Rating: Summary: A wonderful companion book to "To Train Up a Child" Review: This is a wonderful question/answer book from parents writing to the authors after reading their first book, "to train up a child" (which, by the way, is a MUST-READ if you are a Christian parent who believes the Bible). It gives great, practical examples of how to impliment the training techniques in the home and for different age ranges. ... The book, in no way, [encourages whipping a 6 month old baby with a leather belt]. These authors have such wonderful hearts for their children and are in no way abusive by any means.
Rating: Summary: Excellent resource Review: This is an excellent resource for practical tips on how to stop selfish, disruptive behavior in children before it begins. It gives great examples on how to encourage and motivate your children to be giving, caring, serving, and self-disciplined youths. Excellent for any parent's library who is serious about raising responsible young men and women as an integral part of the family and society.

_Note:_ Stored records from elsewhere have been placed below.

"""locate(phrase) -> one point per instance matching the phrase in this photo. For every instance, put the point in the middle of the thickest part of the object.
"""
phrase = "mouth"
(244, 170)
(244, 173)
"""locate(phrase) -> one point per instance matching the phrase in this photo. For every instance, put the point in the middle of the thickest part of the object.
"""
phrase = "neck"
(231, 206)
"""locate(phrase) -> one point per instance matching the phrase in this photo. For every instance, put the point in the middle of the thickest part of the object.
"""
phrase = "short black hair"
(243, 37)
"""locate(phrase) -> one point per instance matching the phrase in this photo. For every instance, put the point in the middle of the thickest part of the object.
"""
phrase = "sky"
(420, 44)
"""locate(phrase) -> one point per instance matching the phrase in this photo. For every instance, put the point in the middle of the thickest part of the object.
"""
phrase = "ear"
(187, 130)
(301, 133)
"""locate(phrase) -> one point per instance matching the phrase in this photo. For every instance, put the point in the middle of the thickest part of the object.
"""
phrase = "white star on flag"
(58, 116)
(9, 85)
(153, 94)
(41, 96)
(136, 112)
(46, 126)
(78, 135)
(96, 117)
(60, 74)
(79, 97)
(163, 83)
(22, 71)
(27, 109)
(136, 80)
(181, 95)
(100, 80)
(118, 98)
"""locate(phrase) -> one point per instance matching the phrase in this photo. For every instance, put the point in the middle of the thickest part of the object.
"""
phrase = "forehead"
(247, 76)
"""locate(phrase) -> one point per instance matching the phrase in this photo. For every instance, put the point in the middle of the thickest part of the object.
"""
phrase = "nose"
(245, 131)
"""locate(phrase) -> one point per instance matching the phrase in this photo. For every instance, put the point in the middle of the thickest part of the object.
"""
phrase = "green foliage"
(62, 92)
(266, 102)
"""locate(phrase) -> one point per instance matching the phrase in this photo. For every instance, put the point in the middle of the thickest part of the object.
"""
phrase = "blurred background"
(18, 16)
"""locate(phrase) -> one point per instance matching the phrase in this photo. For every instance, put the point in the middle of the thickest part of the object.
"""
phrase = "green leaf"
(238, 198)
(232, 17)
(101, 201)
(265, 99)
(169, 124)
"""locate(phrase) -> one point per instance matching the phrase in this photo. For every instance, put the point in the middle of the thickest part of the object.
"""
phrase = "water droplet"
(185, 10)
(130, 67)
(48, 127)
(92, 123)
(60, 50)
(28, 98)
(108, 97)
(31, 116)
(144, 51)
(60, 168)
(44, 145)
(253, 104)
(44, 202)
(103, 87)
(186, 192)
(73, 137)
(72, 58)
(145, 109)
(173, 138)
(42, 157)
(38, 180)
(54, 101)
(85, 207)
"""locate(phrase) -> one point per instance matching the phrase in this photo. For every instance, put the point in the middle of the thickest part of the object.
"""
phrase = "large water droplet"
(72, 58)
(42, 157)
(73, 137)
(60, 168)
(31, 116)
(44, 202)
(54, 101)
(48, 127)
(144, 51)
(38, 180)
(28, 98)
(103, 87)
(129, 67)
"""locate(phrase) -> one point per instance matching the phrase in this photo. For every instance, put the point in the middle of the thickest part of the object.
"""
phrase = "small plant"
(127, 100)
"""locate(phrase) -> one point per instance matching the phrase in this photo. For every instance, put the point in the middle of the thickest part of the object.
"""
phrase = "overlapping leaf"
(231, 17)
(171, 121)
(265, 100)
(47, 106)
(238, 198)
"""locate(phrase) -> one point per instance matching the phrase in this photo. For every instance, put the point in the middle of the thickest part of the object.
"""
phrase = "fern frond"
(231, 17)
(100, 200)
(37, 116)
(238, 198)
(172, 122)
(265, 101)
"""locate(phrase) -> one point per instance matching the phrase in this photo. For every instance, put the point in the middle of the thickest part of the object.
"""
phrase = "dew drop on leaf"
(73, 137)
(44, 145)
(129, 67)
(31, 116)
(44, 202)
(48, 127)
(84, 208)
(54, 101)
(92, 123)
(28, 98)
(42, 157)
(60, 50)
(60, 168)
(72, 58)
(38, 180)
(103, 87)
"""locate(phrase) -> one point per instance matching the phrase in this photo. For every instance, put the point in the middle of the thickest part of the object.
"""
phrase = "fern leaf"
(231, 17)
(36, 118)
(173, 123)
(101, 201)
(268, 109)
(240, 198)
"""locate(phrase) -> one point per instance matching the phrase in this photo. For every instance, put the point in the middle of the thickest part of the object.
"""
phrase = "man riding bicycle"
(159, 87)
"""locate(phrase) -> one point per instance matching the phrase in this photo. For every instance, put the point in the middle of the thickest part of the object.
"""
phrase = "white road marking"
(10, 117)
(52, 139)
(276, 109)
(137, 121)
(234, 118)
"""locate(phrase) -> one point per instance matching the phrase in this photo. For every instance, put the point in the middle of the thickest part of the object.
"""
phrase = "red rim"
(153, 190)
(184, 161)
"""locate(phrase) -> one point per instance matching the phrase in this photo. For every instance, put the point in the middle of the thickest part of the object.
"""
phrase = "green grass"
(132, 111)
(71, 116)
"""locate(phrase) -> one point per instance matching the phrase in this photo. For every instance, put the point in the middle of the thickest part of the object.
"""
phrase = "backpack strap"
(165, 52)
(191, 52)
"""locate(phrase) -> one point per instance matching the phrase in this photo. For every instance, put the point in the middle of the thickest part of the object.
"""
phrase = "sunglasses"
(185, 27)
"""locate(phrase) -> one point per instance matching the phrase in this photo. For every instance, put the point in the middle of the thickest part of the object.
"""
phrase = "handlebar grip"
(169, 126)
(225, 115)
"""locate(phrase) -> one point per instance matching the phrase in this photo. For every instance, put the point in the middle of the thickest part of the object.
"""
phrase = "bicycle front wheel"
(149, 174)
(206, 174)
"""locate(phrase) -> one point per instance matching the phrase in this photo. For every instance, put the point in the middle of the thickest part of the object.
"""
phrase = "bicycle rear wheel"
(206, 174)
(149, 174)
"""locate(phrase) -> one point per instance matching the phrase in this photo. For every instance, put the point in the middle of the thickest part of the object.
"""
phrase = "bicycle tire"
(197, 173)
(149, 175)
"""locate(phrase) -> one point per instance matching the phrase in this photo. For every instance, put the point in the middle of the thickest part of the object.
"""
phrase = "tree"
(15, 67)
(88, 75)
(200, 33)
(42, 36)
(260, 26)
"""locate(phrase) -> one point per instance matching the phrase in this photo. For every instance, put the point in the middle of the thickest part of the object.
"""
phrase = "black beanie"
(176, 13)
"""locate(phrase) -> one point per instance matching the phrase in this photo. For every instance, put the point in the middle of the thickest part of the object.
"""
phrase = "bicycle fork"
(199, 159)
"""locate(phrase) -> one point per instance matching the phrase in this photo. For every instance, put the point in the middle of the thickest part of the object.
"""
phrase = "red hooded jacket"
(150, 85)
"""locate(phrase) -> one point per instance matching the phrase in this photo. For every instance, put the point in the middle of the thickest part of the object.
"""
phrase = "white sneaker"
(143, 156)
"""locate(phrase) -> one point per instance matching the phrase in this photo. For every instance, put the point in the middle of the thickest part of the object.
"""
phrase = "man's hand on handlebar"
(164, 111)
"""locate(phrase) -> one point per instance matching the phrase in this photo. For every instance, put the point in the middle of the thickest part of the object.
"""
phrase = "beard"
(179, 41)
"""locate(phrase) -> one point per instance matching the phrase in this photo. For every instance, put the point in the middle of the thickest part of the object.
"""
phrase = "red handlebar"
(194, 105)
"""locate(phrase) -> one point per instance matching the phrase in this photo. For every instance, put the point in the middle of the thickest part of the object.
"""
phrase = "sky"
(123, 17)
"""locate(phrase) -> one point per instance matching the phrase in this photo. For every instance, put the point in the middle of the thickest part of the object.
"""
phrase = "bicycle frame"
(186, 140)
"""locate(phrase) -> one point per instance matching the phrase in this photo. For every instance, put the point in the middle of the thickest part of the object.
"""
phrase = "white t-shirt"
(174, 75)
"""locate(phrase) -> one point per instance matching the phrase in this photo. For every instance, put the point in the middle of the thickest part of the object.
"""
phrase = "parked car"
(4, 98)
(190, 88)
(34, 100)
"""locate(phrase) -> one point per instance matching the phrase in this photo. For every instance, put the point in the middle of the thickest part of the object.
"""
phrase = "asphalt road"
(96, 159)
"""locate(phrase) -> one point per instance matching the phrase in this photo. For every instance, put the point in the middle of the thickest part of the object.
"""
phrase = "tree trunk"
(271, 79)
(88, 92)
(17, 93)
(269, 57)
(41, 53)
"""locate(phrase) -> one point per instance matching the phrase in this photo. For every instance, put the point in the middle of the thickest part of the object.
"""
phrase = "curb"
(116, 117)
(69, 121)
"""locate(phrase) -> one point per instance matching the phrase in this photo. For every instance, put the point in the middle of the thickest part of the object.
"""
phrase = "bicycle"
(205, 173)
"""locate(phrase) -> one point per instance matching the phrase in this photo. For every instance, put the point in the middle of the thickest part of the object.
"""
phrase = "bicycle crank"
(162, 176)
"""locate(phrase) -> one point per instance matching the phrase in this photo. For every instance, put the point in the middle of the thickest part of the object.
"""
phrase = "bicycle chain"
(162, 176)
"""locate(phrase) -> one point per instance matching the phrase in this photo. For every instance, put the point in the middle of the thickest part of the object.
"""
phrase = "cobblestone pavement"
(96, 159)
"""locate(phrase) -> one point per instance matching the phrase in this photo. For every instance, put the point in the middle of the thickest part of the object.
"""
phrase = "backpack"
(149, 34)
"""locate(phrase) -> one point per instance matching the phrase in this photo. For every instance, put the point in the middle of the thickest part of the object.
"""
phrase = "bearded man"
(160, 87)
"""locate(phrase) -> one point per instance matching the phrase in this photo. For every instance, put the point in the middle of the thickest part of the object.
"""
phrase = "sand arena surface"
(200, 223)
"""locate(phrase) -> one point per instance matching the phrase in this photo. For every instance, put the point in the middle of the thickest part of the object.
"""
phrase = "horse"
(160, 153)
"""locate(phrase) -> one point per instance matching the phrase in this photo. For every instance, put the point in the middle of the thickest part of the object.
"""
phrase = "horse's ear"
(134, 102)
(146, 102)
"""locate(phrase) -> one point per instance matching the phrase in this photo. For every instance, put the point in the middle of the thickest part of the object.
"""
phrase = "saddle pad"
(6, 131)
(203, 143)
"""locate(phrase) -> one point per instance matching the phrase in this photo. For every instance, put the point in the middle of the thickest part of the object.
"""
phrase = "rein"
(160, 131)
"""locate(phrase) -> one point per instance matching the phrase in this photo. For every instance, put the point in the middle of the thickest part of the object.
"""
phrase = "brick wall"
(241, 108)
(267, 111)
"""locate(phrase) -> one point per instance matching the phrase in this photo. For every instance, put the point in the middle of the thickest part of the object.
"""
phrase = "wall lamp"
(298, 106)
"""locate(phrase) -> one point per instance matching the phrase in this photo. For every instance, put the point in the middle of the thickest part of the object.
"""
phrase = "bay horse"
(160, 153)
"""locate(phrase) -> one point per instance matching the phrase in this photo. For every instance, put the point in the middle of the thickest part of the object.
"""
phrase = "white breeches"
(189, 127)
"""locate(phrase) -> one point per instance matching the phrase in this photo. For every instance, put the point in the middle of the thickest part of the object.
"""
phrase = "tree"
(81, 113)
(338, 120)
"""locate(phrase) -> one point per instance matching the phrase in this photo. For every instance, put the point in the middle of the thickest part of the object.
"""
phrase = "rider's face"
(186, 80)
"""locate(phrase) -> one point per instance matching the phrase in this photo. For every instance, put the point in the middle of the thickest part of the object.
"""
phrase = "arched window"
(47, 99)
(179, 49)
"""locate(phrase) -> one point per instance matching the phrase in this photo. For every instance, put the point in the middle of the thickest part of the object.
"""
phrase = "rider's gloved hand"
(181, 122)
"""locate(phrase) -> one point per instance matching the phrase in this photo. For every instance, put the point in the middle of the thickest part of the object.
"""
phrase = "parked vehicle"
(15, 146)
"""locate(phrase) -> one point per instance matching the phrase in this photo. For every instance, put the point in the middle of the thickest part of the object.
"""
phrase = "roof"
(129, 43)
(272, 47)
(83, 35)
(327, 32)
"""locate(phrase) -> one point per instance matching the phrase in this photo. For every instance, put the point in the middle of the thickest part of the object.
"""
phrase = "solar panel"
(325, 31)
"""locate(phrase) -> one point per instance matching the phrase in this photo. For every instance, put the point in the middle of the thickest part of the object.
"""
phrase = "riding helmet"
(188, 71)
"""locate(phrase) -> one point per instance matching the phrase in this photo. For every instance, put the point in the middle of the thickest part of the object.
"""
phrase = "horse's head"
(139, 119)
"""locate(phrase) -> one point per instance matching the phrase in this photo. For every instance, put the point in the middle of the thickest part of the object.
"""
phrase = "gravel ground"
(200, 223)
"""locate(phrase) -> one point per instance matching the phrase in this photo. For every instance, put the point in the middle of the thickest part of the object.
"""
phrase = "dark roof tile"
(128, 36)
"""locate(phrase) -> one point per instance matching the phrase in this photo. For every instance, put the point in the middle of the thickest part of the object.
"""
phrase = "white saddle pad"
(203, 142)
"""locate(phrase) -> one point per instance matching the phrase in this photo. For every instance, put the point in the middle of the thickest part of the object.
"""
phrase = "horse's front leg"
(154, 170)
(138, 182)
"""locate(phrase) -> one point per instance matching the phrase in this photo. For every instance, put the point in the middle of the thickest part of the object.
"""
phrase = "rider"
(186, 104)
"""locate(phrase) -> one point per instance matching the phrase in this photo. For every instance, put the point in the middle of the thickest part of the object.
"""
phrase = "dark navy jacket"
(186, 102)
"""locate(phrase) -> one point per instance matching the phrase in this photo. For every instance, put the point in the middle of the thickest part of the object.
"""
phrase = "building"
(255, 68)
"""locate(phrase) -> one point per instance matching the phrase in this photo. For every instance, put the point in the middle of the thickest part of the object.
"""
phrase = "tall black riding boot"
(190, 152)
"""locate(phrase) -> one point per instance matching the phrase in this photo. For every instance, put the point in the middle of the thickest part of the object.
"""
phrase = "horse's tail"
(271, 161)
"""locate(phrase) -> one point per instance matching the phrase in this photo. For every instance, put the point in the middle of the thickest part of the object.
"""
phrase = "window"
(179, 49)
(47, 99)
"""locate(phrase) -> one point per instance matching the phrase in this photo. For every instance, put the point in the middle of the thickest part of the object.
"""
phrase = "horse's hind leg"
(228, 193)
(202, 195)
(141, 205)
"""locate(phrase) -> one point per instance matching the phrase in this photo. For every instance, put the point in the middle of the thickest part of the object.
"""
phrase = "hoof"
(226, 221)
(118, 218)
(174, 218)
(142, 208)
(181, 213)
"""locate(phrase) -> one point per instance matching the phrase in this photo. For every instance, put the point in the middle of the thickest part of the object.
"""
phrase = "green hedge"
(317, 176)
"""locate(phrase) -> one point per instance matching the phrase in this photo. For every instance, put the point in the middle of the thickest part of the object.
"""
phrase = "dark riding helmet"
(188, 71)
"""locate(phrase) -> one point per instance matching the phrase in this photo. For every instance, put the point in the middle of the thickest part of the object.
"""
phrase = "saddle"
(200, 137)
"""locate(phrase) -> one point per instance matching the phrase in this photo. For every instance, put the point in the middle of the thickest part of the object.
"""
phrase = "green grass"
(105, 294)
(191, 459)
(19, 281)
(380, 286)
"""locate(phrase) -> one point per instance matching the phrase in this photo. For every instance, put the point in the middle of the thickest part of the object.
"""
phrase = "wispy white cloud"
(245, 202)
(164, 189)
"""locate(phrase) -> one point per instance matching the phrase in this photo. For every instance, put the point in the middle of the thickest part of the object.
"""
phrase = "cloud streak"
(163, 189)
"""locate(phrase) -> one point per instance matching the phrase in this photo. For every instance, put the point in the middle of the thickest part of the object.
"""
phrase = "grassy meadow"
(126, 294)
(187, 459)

Rating: Summary: WWJD? Review: WWJD? NOT follow the advice in this book for starters. The Pearls are sick, sadistic people who desperately need a therapist, jail time or both. Switching a 6 month old infant for disobeying the word "No" is insanity!!! They can't even understand language at that age! Can you *really* imagine Jesus striking a pre-verbal infant? With a switch? Repeatedly? They are teaching fear, hate and control. But, I suppose, if that is the nature of the god they worship then their methods make sense. Wasn't there a "New" Testament? Have these people ever heard of the Golden Rule? Would Michael Pearl enjoy being beaten every time he failed to meet the approval of an imperfect authority figure? I am sickened and disgusted to think of all the innocent children who have been permanently damaged by the information in this book. If the Pearls truly believe what they claim, they will have a lot of explaining to do in the afterlife. All they are teaching is that might makes right, to obey anyone bigger than you without question, and to control others through fear -- exactly the sort of message that the world does NOT need any more of. Aren't there enough terrorists in the world already? I urge NO ONE to buy this book and am very disappointed in amazon.com for advocating this type of violent, abusive and ILLEGAL behavior toward children.